Ponieważ soja nie-GMO jest o 15 proc. droższa. Mówimy tu o sytuacji, gdy mało kto ją kupuje. Gdybyśmy zaczęli ją zamawiać, cena jeszcze by skoczyła, a to odbiłoby się na cenie produktu. Nikt nie kupowałby polskiego drobiu, w sytuacji kiedy miałby do wyboru tańsze mięso np. z Niemiec.

Podobne obawy były z zakazem stosowania mączek mięsno-kostnych.

Tyle że ten zakaz od 11 lat obejmuje całą Unię Europejską, a więc wyrównuje szanse na naszym rynku. Problem wraca przy okazji umowy z USA, gdzie on nie obowiązuje. Amerykanie mączki używają powszechnie. Różnica w stosowanych normach sprawia, że amerykańskie mięso jest jeszcze tańsze w produkcji i bardziej konkurencyjne od europejskiego.

Uważa pan, że w kontekście otwarcia rynku to zbędne i szkodliwe ograniczenie?

To bardzo subiektywna opinia. Mączki mięsno-kostne były alternatywnym źródłem pełnowartościowego białka. Zniesienie tego zakazu uczyniłoby życie drobiu lepszym. Przecież kura czy indyk na wolności jedzą robaki. Z założenia żadne z nich wegetarianinem nie jest. Poza tym łatwiej byłoby zbilansować dla nich dietę, a ptaki rosłyby zdrowiej.

Ale jednym z powodów wprowadzenia zakazu był wybuch epidemii BSE czyli tzw. „choroby szalonych krów”.

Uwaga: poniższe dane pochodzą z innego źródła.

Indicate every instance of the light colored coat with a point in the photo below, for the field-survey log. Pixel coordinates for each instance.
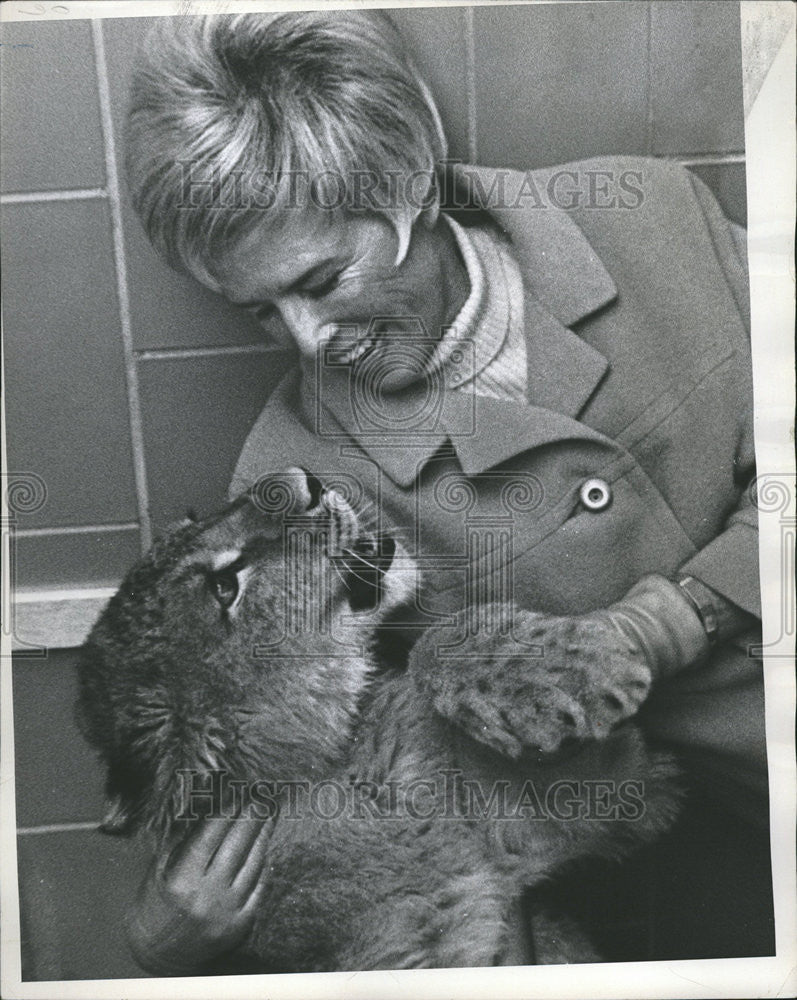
(639, 374)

Rzeczywiście zwiększona zachorowalność bydła w Wielkiej Brytanii została powiązana ze stosowaniem bydlęcych mączek. Jednak krzyżowe ich stosowanie czyli: dla drobiu – wieprzowo-wołowej, a dla krów i trzody chlewnej – drobiowej, jest bezpieczne a nawet korzystne dla zdrowia zwierząt. Nie ukrywamy, że ze względów ekonomicznych również poprawiłoby naszą pozycję. Ale to nie koniec. Między Ameryką a UE jest jeszcze inna różnica mająca wpływ na cenę. Oni uzyskują zamierzony efekt nie przez standardy sanitarne, tylko profilaktycznym zalewaniem mięsa chlorem. Żadna rzeźnia w UE takich metod stosować nie może.

Jak się domyślam, oznacza to wyższe koszty w UE.

Normy europejskie nastawione są na taką produkcję, aby metodami sanitarnymi walczyć z mikrobiologią. Mięso opłukiwane jest bieżącą wodą, aby było jak najbardziej jałowe. Potem chłodzimy je powietrzem. To naprawdę kosztowny proces. Amerykanie wychodzą z innego założenia. Zamiast walczyć z bakteriami w procesie produkcji, wybijają je na końcu – poprzez kąpiele w chlorze. Dlaczego? Bo tak jest taniej. Jak dotąd żadna rzeźnia amerykańska nie uznała za opłacalne wprowadzenie norm europejskich, aby zawalczyć o nasz rynek. Pomoże im w tym obniżenie norm dzięki umowie handlowej TTIP.

Czy macie już przygotowaną strategię, jeśli jednak UE podpisze umowę o wolnym handlu z USA?

Trudno mówić o opracowaniu skutecznej strategii, kiedy wciąż nie znamy utajnionych zapisów, które mają nas obowiązywać. To oznaczałoby działania po omacku. Pozostaje nam powalczyć o klientów w Polsce i zagranicą, którzy zechcą zapłacić za lepszy produkt, rozwijać działania marketingowe i informacyjne, ukazujące wyżej wymienione różnice. Walczymy również o rynek chiński, który jest stabilny pod względem popytu i może być rezerwuarem bezpieczeństwa dla naszych produktów.